“信濃(しなの)教育”誕生の恩人
浅岡 一(あさおか はじめ):1851年~1926年
“信濃教育”で知られ、全国教育界の模範となった長野県教育、その基礎形成に貢献した二人の人物はいずれも二本松出身者でした。
その二人は実の兄弟で、今回紹介する浅岡一と、四歳年上の渡辺敏であり、今でも長野県教育界の恩人として顕彰され続けています。
浅岡一は嘉永4年1月8日、二本松藩士で武器奉行を務める浅岡段介の五男として出生。戊辰戦争に際してすでに隠居していた段介は、老人組として出陣し壮絶な戦死と遂げ、さらに家督を継いでいた長兄も戦死しました。一方、母方の実家である渡辺家でも当主が戦死をするという三重の悲運が襲いました。
そこで、浅岡家は末弟の一が、渡辺家は兄の敏が継ぐことになったのです。一は少年のころから講義にひいで、15歳の時に藩から招かれて御前講義をするほどの秀才であったといいます。
戊辰戦争の爪痕(つめあと)が消えない明治5年に上京、信州松本出身の辻新次に身を寄せ、勉学に励んだことが長野県との関係を生んだといわれています。
最初は文部省勤務を振り出しに、広島師範、東京女子師範、東京府学務課に務めるかたわらフランス語を修得しました。
再び、文部省から和歌山県学務課長を経て、明治19年(1886年)9月に長野県師範学校長として赴任、同県学務課長をも兼任することになりました。

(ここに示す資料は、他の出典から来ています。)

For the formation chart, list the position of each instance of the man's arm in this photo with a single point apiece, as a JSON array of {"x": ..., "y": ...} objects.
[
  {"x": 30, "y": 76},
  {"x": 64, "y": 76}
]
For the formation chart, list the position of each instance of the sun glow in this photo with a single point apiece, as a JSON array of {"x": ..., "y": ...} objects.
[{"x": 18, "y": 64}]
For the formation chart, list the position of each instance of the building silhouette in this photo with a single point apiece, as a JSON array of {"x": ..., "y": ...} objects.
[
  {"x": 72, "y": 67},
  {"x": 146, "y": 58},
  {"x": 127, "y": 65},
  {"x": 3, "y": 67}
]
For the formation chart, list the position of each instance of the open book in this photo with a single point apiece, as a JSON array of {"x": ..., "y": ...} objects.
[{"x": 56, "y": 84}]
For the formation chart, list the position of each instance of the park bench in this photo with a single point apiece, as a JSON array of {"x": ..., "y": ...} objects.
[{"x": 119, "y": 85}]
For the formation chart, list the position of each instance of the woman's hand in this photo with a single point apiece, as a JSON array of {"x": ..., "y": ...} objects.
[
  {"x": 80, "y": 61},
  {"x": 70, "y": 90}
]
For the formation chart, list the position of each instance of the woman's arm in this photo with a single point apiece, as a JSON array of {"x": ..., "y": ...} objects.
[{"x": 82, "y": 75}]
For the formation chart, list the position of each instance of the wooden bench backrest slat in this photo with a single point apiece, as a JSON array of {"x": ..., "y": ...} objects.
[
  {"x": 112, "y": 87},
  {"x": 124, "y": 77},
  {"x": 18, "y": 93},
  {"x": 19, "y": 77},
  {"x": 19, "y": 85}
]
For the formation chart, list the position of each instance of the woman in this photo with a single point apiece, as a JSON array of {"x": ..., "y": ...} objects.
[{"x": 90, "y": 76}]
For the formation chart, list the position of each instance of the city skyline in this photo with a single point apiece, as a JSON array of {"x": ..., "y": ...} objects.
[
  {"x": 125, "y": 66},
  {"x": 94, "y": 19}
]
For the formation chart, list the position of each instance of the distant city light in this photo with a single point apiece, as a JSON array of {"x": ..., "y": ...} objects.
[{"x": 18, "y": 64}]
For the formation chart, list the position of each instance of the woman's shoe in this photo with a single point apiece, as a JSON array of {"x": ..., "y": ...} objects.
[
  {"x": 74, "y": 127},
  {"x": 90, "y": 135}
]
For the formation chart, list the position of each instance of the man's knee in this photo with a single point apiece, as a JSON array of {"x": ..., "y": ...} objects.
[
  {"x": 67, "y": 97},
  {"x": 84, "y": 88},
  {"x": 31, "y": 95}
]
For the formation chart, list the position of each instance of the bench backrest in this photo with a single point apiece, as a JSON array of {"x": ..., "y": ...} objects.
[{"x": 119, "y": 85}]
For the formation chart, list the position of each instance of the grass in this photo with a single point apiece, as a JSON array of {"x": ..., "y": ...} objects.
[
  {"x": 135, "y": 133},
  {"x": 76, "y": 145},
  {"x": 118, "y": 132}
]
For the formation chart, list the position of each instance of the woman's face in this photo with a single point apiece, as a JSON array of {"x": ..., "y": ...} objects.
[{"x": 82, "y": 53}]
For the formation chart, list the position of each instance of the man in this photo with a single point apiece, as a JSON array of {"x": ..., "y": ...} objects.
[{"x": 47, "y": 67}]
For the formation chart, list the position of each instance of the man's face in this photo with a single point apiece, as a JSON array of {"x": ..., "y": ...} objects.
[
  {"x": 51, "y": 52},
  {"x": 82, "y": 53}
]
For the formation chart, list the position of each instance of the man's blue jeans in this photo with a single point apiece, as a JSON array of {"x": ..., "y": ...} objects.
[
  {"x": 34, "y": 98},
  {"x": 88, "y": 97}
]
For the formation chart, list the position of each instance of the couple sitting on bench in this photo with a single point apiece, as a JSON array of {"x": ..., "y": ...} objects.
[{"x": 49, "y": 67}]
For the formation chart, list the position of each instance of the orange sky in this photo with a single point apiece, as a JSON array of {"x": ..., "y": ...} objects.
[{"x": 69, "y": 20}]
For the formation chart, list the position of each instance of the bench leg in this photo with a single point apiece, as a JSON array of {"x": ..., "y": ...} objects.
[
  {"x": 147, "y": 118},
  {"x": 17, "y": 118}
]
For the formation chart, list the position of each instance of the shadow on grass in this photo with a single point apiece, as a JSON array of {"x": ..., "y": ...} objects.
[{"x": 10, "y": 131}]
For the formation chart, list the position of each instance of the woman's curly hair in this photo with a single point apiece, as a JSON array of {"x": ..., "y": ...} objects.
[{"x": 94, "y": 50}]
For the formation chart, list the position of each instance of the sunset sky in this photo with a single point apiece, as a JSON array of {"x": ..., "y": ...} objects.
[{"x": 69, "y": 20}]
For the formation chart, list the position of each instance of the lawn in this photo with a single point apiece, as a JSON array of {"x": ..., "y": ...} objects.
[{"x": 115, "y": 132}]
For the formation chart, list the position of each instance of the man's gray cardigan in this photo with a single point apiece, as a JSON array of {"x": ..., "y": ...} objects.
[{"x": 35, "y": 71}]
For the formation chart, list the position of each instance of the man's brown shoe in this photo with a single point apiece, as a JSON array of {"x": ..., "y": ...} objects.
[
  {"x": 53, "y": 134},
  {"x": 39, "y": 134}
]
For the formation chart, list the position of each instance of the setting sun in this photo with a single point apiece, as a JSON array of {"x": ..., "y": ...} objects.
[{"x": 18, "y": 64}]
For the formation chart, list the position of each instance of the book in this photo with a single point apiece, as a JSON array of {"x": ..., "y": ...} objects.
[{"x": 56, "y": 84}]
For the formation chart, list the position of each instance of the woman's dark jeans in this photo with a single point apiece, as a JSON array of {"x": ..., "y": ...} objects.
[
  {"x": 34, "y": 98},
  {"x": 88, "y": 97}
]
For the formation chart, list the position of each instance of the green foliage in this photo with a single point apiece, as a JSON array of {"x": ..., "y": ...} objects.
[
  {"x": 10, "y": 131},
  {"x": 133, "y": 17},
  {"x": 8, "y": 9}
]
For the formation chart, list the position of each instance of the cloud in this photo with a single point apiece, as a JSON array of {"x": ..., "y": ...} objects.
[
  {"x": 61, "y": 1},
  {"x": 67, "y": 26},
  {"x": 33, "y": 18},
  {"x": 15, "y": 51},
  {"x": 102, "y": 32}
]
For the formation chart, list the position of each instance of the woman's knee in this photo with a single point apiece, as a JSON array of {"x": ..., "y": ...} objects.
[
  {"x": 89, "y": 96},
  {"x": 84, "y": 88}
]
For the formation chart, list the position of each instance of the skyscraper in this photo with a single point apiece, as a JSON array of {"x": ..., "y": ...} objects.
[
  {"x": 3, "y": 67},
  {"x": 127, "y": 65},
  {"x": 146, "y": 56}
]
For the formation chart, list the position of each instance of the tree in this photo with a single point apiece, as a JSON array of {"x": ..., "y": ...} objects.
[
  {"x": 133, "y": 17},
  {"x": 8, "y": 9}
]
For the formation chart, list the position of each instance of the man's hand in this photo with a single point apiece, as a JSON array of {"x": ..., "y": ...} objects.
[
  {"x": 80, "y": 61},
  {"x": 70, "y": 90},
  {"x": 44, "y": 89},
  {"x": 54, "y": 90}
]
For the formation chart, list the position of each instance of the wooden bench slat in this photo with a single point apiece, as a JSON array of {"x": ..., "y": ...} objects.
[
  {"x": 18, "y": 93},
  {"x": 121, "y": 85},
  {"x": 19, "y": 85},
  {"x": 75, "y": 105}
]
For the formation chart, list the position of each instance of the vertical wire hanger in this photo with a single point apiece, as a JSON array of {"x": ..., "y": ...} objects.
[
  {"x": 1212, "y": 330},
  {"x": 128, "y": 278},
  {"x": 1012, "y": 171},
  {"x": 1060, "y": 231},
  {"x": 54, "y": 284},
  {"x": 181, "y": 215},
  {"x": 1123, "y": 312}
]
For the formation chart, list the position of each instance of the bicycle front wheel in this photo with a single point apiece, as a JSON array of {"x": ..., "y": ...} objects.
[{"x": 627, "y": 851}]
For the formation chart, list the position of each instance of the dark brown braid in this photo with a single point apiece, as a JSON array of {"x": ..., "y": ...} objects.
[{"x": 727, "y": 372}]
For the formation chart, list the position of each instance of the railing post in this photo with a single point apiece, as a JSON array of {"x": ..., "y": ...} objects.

そして、同年創設された信濃教育会の初代会長に推され、以後、長野県教育界の中心的人物として大きな影響力を発揮することになります。
一は師範教育の目的を「順良・信愛・威重」気質の養成とし、因襲を打破するとともに、合理主義を浸透させることに尽力しました。それは、全寮制の導入や子弟間に人格愛情を養う精神主義教育の確立など、教育の充実を図り、教育尊重の気風を植えつけることでした。
さらに、校長よりも高い給料で人材を登用したり、教育環境の整備として校舎新築を進めました。そして、明治23年(1890年)附属小学校や幼稚園を積極的に開設し、翌年には女子部を設けて女子教員養成の道も開きました。
また、当時としては画期的な修学旅行を実施したり、憲法発布の大典には教職員・生徒を引率し上京するなど、信濃教育界に浅岡時代を築き、浅岡学風を浸透させたのです。
一の人柄は、温かい人情味にあふれていたといいます。教育に対しては部下を信じ、部下に間違いがあれば自らが責任を負い、極めて寛大であり、特に青年の心を引き寄せることに長じていました。
明治39年(1906年)退職後、福島県立会津中学校長に招請され6年間、会津教育振興にあたっています。
晩年は東京に在住し、大正15年9月25日、75歳をもって逝去しました。
長野県は、全国一の教育県に育て上げる基礎を築いた功労者として、信州大学教育学部構内に頌徳碑(しょうとくひ)を建立し、その業績を讃えました。そして一と敏は、編纂(へんさん)される多くの長野県教育史には必ず登場する人物なのです。